Au Théâtre antique d'Arles faire jouer des musiciens en direct sur les photographies transforme les projections nocturnes en spectacle total. Minuscules sous l'écran de neuf mètres sur neuf, les instrumentistes accompagnent intelligemment les images montées par l'équipe de Coïncidence en servant le propos de chaque photographe ou orateur. Si les sons transforment leur sens, ils l'affinent et rythment la succession des plans devenus film dès lors qu'intervient le montage. Une image se suffit à elle-même, mais en les associant le réalisateur raconte une nouvelle histoire. La dramaturgie entre en scène. La projection implique une théâtralisation. Si une musique s'avère nécessaire, la jouer en direct répond à l'instantanéité de la photographie, tension magique d'un présent partagé.

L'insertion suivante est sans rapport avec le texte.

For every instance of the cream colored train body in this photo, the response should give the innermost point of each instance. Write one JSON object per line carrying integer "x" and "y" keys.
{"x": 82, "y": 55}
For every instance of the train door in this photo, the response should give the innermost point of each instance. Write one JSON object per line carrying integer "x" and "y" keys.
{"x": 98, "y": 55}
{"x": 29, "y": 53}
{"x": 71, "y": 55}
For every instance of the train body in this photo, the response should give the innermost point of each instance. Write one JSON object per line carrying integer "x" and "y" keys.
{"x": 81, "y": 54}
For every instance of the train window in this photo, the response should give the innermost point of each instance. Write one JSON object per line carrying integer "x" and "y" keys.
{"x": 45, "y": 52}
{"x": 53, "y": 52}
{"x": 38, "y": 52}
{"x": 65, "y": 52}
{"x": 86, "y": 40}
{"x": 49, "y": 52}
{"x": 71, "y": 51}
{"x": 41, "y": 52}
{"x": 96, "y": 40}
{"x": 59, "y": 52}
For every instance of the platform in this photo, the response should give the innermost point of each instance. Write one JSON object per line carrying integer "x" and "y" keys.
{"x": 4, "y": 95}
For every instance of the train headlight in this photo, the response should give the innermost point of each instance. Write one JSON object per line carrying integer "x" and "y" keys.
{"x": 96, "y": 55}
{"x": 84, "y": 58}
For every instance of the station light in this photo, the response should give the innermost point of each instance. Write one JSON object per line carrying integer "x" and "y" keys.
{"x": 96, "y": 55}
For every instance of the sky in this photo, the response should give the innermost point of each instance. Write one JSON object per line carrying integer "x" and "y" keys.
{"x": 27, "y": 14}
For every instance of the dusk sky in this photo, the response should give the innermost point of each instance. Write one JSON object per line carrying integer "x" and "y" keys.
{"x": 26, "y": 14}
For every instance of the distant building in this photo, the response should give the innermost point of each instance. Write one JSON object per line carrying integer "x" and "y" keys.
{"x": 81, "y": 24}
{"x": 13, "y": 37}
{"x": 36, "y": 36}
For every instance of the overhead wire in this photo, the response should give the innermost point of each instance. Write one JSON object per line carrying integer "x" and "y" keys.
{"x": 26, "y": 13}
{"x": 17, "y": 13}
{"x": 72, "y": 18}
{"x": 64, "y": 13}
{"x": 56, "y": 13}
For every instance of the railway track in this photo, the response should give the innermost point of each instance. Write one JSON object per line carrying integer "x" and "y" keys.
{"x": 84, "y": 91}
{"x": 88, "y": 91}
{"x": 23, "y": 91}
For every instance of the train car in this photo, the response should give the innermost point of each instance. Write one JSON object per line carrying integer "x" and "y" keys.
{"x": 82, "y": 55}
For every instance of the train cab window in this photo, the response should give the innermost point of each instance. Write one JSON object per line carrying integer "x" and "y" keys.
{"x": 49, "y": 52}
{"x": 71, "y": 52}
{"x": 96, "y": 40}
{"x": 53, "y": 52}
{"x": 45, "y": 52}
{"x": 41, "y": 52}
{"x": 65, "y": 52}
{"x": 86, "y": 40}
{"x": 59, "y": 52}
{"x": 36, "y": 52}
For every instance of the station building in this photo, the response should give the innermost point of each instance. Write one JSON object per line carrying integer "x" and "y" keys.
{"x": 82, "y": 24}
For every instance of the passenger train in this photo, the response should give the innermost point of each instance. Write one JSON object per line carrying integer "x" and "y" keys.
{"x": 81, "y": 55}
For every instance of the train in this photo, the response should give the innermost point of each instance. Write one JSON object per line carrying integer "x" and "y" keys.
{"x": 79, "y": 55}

Devant une foule si dense le silence n'existe pas. De nombreux orateurs savent tenir le public en haleine. D'autres profitent des ressources de la musique pour habiter les espaces muets. On évitera les redondances pour rechercher les complémentarités. Si l'illustration aplatit, l'analyse met en relief de nouvelles constructions. Rien n'est laissé au hasard dans l'inconnu. Impossible de plaquer non plus quoi que ce soit d'arbitraire sans casser l'ambiance. Rechercher toujours l'origine du monde. Chaque artiste a le sien. Le seul arbitre est le projet. Le sujet s'efface devant l'objet.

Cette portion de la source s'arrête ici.